そんな事をしている内にある事件が起ったのである。 それは、以前祖父の表札が掛かっていた道に面した東屋に、母が私の表札を掛けて呉れた時の事である。 誰かがその表札に朱書きで、私の名前の脇に「成城の鼻つまみ」と書いたのだ。 普段赤いサインペンを持ち歩く人間は、学者か物書き位しか居ないので、誰がやったかは容易に想像が付くが、祖父の事を大事に思っていた人間が、祖父の隠居所跡を大事にしない事に腹を立て、腹いせにした事で、私も多少反省し、それ以来人を連れて帰るのは控えたのである。 その後も、或日私が門の前に立っていた時、一人の年輩の人が前を通り掛かり、私に向って、「ひどいもんですな、荒れ果ててしまって」と敵意を露にして言った事があった。 私が、「どちら様か存じませんが、植木家を入れるのも凄くお金が掛かるんですよ、彼方が払って下さるのじゃ無いのなら、余計な事に口を出さないで下さい」と語気をあらげて言うと、「御遺族の方とは存じませんでした」と名前も名乗らずに逃げる様に立ち去ったのである。  それからの私は、寂しさと、侘びしさが入り交じった気持で、毎晩飲み歩き始めた。 夜中の二時半にバーがはねる迄飲み、それからタクシーで帰り、ベッドの脇に着ているものを脱いで、そのまま布団にもぐり込み、朝起きると、ベッドの脇に前の晩脱いだままになっているスーツを着て会社に出掛けるという生活が暫く続いた。 その頃は若かったし、会社でも大した仕事をさせられて居なかったので平気だった。 それでも六時半には起きて、朝食を作っていた。 眠くて売り場に立っているのが辛い時は、店の前にある薬屋で栄養ドリンクを買って飲んだ。 その内、売り場で如何にも商品整理をしている振りをしながら居眠りする術も身に付けた。 その当時は未だ飲みしろも安く、六本木で飲んで深夜タクシーで帰っても、一万円でお釣が来る時代だったが、安月給取りには相当きつかった。 その頃既に仲間と飲むのは止め、先輩に紹介された乃木坂のバーで良く飲んだ。 丁度関西系の店が次々に東京に進出して来た頃である。 私はそこのバーのママと交渉して飲んでも飲まなくても月に三万円ボーナス時に七万円支払うという約束を取り付け、都合五十万円を自分の年収からその店に落とす覚悟を決めたのである。そのアイディアも暫くしてママが代替わりし、つけを払えと売り場に電話して来てポシャった。  その頃東急百貨店の定休日は木曜日であり、私は仲の良い人間だけを集めて、「木曜会」という会を作ろうというアイディアを出した事がある。 デパート勤めの人間は土日も仕事なので、兎角学生時代の友人達と休みが合わず疎遠になって行く傾向があり、職場結婚が多いのもそのせいである。 取り敢えず会報を作ろうと、祖父の元書斎にしていた場所で、せっせと原稿を作成していた事もあったが、結局不発に終わってしまった。 すぐ会報を作りたがる癖とか、何々会だとか名称を考えるのが好きなのはその頃から変って居らず、どれもこれも実現した試しが無いというのも同じである。 それはさておき、祖父が亡くなったその場所で寝起きし、祖父が『海上の道』を纏めた部屋で、「木曜会」の事を考えたりしていた自分が、その頃は、祖父が「民俗学研究所」を開設する前に主催していた郷土研究の会が、「木曜会」だった事すら知らなかったのだから面白い。

屋根裏部屋の頃

祖父の隠居所での一人暮らしがやっと慣れて来た頃、又、私が会社に行っている間に 私の居場所は変っていた。

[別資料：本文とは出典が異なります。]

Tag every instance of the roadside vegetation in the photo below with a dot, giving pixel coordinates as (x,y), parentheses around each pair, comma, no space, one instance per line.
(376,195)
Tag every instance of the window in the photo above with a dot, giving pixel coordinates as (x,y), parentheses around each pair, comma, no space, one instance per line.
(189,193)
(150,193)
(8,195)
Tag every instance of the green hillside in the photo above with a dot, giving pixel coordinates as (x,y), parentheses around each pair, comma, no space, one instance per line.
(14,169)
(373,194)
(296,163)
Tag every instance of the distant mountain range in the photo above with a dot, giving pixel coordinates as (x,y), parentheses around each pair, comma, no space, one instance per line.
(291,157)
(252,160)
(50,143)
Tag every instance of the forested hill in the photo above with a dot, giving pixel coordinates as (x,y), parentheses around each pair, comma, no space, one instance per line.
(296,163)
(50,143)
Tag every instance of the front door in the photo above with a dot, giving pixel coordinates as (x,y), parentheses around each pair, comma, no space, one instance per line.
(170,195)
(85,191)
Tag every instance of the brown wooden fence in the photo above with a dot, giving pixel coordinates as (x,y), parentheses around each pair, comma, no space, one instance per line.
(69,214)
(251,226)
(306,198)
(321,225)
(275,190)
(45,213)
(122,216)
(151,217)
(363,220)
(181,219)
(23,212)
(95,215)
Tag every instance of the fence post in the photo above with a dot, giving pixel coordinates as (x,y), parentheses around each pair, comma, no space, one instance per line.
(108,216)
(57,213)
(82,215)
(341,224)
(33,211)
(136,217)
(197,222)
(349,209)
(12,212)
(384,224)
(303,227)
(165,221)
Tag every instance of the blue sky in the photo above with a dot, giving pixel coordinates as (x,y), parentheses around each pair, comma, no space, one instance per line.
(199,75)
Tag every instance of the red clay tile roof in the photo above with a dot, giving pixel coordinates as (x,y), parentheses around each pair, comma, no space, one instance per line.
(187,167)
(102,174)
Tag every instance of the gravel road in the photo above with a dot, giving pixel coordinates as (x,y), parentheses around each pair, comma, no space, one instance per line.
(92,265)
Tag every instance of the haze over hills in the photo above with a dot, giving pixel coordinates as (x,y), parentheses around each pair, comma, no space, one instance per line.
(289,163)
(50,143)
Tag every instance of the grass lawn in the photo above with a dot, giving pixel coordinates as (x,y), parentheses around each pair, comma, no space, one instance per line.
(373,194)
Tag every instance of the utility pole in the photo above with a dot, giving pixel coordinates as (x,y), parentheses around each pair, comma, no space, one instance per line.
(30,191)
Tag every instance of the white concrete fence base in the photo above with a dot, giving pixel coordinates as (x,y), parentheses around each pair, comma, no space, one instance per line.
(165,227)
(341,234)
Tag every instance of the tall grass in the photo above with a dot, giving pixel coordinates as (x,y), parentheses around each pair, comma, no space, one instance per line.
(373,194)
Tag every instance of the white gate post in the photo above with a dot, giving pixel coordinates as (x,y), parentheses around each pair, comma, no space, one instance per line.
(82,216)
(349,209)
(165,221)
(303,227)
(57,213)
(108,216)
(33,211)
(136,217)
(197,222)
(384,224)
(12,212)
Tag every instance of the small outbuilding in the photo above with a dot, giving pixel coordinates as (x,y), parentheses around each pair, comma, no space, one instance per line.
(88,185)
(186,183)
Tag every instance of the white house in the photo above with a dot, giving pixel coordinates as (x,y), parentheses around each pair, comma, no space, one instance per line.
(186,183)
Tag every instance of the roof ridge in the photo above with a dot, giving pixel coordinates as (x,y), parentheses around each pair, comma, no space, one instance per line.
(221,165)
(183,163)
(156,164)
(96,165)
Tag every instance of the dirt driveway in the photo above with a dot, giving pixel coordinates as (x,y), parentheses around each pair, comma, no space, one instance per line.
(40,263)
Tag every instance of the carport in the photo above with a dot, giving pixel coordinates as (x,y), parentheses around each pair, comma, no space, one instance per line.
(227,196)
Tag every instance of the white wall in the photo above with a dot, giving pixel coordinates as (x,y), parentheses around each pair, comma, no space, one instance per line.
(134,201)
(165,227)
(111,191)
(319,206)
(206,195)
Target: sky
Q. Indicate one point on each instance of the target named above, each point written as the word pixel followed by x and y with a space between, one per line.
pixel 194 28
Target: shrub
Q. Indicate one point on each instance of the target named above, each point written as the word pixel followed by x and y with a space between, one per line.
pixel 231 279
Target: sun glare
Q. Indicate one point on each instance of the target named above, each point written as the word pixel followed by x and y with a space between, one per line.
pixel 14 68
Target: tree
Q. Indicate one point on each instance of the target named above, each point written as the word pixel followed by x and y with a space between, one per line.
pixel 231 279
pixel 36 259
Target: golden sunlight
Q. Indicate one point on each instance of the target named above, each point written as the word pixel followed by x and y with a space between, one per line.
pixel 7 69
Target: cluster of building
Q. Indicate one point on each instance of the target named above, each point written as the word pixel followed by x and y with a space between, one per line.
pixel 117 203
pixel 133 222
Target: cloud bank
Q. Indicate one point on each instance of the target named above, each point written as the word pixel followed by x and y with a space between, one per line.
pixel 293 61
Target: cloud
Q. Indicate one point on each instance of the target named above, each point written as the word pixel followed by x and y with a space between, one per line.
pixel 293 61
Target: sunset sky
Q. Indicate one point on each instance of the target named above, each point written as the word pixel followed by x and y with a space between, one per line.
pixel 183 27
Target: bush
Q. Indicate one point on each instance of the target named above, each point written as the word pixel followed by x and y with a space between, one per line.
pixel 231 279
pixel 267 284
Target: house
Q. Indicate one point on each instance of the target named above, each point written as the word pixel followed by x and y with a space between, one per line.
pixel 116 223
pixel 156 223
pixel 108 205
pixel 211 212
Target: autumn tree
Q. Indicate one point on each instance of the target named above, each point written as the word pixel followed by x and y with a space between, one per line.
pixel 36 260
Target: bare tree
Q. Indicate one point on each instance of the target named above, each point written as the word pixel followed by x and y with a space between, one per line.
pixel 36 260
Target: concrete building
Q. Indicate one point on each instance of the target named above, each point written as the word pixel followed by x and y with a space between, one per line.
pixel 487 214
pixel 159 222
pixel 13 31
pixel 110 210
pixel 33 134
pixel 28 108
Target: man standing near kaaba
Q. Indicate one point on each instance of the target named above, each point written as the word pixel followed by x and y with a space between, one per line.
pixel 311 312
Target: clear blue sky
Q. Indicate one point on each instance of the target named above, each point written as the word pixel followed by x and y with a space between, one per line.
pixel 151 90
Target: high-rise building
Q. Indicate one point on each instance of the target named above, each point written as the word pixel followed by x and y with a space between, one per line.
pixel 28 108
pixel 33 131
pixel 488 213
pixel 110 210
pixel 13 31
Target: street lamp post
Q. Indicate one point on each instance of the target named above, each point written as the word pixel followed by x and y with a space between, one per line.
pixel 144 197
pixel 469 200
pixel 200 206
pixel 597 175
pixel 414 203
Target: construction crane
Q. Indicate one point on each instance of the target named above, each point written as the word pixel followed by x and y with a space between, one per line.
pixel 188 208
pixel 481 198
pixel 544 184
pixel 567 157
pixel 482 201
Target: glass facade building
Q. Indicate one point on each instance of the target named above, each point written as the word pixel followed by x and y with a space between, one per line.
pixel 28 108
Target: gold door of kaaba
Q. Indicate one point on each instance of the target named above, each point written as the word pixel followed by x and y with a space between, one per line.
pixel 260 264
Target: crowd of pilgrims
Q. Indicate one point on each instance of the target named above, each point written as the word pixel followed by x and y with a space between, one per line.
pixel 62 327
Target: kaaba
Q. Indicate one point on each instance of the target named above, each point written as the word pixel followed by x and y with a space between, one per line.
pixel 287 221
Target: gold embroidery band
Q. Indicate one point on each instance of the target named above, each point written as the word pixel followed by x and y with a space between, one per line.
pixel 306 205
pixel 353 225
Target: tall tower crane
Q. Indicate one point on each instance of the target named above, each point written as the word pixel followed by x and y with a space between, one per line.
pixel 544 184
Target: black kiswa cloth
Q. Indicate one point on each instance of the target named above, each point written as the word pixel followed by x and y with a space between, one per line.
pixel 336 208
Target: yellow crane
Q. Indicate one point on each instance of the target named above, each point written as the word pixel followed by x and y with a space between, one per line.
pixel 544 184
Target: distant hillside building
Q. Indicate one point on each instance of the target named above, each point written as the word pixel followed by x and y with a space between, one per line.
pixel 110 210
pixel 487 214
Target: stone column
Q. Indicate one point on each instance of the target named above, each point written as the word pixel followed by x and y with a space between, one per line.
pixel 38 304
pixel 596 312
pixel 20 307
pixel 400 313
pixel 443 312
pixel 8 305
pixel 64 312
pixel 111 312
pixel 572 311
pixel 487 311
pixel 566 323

母が、私の住んでいた祖父の隠居所を、近所で麻雀荘を経営して人に貸す事に突然決めたからである。

私が今回移された部屋はは、以前住んでいた所ではなくて、現在飯田市に移築されている、喜談書屋とかつて呼ばれていた、祖父が民俗学研究所を開いていた家の、ピアノの部屋と呼ばれていた部屋である。

その家は、昔の洋館で二階は全て屋根裏部屋の様になっていた。 私に与えられた部屋は、以前祖母のピアノが置いてあった部屋で、北に面していた。

それ迄独り住まいで自由を謳歌していた私は再び両親と一緒の窮屈な生活を再び、それも突然余儀無くされてしまった。

私の父は神経質で、戸締まり火の元には非常に気を使う人間であるので、彼は自分が寝る時間に家に一人でも居ない人間がいる事自体が耐えられない、そういう人間なのである。 従って彼の寝る時間が、その家の門限であり、それは以前住んでいた家の時から変っていなかった。 かといって、合い鍵を作って呉れる様な親でもなかったのである。

学生時代はまだしも、勤め始めてからは大変だった。

以前住んでいた家の時は、酔って帰って、鍵が締まっていると、私はいつも庭の杏の木から屋根を伝って部屋に入っていた。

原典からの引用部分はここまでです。